Home » Former-Manchester United translator claims the club is all about “money, money, money” over football

Former-Manchester United translator claims the club is all about “money, money, money” over football

by Harry Robinson

Manchester United stopped being a football club when Sir Alex Ferguson retired in 2013, according to the club’s former-translator Debora Gomes.

An ex-Man United employee, Gomes has slammed the Reds for their current philosophy in the transfer market. She claims that Angel Di Maria was signed back in 2015 for financial reasons, because United’s senior figures thought he’d sell a lot of shirts.

Di Maria joined United from Real Madrid for a then-British record transfer fee in a £59.7m deal.

Gomes worked closely with di Maria, who failed in the number 7 shirt for United despite his high reputation.

“I noticed a lot,” Gomes said, speaking to Esporte Interativo. “So much so that I had the opportunity to talk to him. And he was unhappy at the club.

“Firstly, he couldn’t communicate with anyone. And second because he realised the club bought him not because the club thought ‘oh, he will bring titles to us because he is a good player.’ No. Because they simply wanted to sell his shirts.
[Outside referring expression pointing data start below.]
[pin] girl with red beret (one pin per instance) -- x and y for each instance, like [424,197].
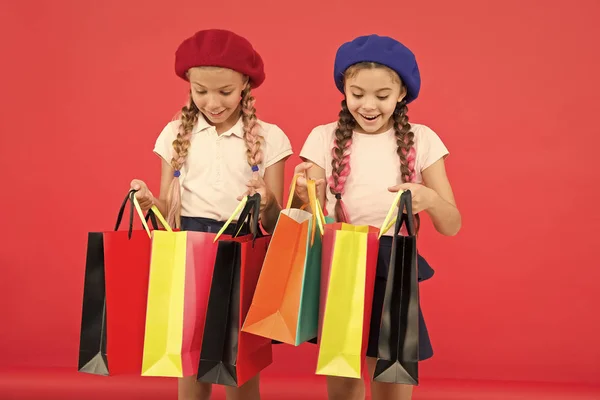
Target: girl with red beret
[371,152]
[216,151]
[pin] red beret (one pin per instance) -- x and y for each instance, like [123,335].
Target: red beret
[219,48]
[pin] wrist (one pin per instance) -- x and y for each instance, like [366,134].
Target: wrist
[434,201]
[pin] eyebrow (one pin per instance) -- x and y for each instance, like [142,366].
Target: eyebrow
[221,88]
[378,90]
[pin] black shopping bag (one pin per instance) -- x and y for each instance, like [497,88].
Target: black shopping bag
[229,356]
[398,347]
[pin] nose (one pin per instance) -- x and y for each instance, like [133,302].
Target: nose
[212,102]
[369,103]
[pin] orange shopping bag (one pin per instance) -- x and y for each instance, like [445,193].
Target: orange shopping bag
[285,306]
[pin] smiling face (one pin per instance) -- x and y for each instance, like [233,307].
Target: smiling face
[372,93]
[217,93]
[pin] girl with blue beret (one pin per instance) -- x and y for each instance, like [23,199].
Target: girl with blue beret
[361,160]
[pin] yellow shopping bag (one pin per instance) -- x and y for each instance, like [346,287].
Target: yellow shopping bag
[348,265]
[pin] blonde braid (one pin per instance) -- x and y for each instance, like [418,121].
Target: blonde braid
[252,136]
[181,145]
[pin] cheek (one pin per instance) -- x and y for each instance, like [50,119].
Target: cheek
[200,101]
[353,104]
[388,107]
[231,101]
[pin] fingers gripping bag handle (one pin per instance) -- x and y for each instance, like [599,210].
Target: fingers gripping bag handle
[153,213]
[249,206]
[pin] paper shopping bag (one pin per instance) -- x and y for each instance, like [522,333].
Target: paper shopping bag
[230,356]
[398,346]
[285,306]
[349,261]
[181,268]
[114,300]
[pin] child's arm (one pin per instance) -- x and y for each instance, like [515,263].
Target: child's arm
[273,181]
[436,198]
[312,171]
[166,177]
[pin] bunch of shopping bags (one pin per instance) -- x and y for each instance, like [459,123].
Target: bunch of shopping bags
[173,304]
[167,303]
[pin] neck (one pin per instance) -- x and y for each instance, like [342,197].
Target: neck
[229,123]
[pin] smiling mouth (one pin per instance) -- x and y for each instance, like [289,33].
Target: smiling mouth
[212,114]
[370,117]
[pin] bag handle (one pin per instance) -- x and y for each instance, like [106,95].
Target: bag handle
[317,212]
[130,198]
[152,214]
[388,222]
[244,209]
[408,218]
[292,191]
[252,209]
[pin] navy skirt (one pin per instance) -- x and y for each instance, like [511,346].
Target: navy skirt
[198,224]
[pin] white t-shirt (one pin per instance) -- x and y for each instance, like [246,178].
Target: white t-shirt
[374,166]
[216,169]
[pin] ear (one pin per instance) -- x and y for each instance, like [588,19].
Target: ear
[403,93]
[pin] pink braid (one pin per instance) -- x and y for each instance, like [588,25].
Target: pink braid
[251,129]
[406,150]
[340,162]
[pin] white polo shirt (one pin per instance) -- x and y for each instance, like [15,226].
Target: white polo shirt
[374,166]
[216,169]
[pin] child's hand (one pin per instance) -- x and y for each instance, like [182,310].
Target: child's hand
[258,185]
[422,196]
[143,195]
[301,191]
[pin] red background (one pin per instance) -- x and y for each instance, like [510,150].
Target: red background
[510,86]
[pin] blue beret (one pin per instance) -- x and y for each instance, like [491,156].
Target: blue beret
[383,50]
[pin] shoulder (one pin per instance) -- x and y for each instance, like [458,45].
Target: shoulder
[170,130]
[323,132]
[271,131]
[277,144]
[429,145]
[424,134]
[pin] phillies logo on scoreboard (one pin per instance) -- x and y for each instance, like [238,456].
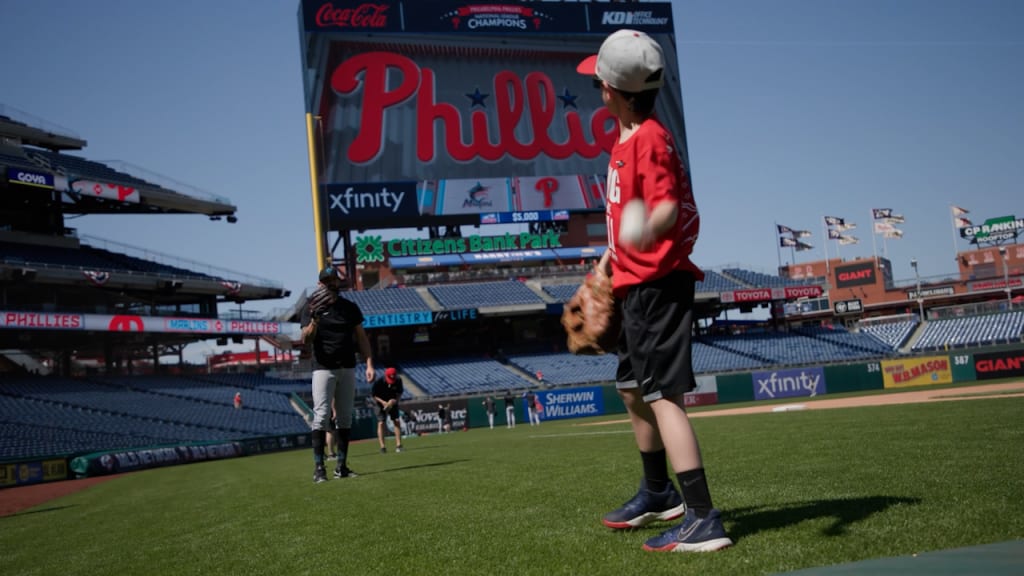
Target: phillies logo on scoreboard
[521,106]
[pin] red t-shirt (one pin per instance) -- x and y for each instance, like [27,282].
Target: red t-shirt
[648,166]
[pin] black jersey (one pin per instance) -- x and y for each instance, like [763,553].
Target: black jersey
[334,343]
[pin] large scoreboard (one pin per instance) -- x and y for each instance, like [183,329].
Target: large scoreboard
[469,113]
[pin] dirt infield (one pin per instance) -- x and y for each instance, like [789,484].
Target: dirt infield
[14,500]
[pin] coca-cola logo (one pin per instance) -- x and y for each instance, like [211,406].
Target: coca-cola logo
[365,15]
[522,106]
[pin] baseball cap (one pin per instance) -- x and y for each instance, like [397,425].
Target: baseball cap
[629,60]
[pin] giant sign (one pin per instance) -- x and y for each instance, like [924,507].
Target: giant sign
[855,275]
[989,366]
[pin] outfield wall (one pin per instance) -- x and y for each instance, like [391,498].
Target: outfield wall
[569,403]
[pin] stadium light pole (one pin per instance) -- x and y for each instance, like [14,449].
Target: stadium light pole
[1006,277]
[921,301]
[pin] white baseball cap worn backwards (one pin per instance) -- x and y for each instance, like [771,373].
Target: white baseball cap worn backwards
[629,60]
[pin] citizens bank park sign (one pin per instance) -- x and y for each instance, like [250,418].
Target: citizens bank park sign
[456,112]
[768,294]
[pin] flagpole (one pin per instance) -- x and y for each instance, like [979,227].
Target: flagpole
[952,220]
[824,241]
[778,251]
[875,245]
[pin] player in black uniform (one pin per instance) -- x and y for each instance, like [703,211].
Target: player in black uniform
[335,331]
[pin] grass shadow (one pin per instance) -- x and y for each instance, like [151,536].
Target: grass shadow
[415,466]
[844,511]
[36,511]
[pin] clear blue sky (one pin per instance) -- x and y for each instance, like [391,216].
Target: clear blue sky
[795,109]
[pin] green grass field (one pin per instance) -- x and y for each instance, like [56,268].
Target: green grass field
[797,490]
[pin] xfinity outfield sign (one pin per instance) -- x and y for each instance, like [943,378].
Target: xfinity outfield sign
[994,230]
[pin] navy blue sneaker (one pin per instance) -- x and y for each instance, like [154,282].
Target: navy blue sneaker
[342,470]
[645,507]
[320,475]
[693,535]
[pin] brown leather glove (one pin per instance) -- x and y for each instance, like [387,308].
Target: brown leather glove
[592,318]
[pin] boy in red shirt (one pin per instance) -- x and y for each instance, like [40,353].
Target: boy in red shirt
[654,279]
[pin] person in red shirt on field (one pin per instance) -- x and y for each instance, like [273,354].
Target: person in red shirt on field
[654,279]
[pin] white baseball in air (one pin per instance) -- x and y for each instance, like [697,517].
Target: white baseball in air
[634,216]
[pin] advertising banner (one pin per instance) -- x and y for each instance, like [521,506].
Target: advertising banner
[848,306]
[32,178]
[993,365]
[424,415]
[916,371]
[20,474]
[855,275]
[127,323]
[788,383]
[576,403]
[767,294]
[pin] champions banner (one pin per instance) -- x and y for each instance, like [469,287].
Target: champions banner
[916,372]
[454,112]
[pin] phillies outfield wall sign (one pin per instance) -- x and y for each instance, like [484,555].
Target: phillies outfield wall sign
[476,107]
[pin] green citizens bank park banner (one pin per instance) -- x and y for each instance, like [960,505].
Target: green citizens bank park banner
[375,249]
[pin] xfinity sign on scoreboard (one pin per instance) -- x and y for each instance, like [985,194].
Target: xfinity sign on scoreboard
[460,112]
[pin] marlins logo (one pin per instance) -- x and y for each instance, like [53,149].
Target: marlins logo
[477,197]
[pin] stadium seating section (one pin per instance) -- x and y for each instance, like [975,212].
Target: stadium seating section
[485,294]
[50,416]
[958,332]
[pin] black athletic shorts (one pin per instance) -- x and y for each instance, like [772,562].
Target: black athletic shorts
[389,413]
[654,343]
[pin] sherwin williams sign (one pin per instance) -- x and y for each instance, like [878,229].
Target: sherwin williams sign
[578,403]
[916,371]
[788,383]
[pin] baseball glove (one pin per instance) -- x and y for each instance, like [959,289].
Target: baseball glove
[592,318]
[321,299]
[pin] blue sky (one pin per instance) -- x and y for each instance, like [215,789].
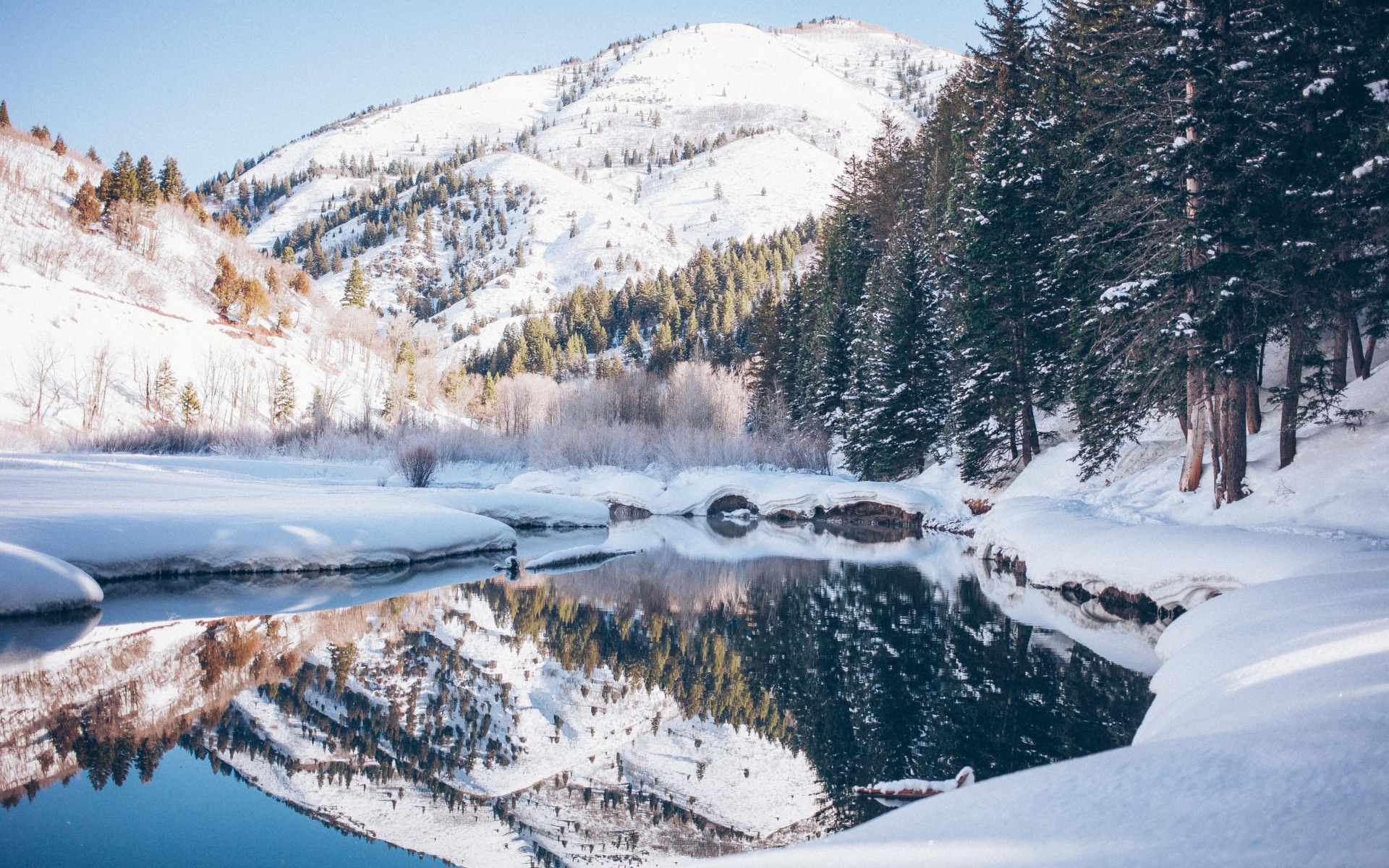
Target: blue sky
[213,82]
“This I heard inside the club, the people talking. ‘Di Maria sells T-shirts, so let’s buy him’. So he was not happy.

“Then I realised, after Sir Alex Ferguson left the club, the club lost interest in football. It’s money, money, money. It’s making money and that’s it.

“So the players, when they try and decide who to buy, they will meticulously say: ‘what will bring more money?’ They are not thinking of bringing joy to the fans. They are thinking of selling.”

It’s damning from Gomes, though obviously her word alone cannot be taken as 100% truthful.

There is no doubt that United have lost much of what made the club unique in its history. However, the real changes began occurring in the late 1990s and early 2000s, most notably at a few points, signing a huge commercial deal with Vodafone and the Glazers’ controversial takeover in 2005.

Did it all change with Ferguson left? Perhaps a lot did. Certainly a lot of key figures left, including David Gill, who did far less commercially than his successor Ed Woodward, an absolute machine when it comes to signing sponsorship deals.

Woodward generates the club a huge amount of money off-the-pitch and there’s little doubt that the focus on off-pitch matters has led to less focus on the football side of things. Is it as bad as Gomes suggests? We can’t say, but hopefully not.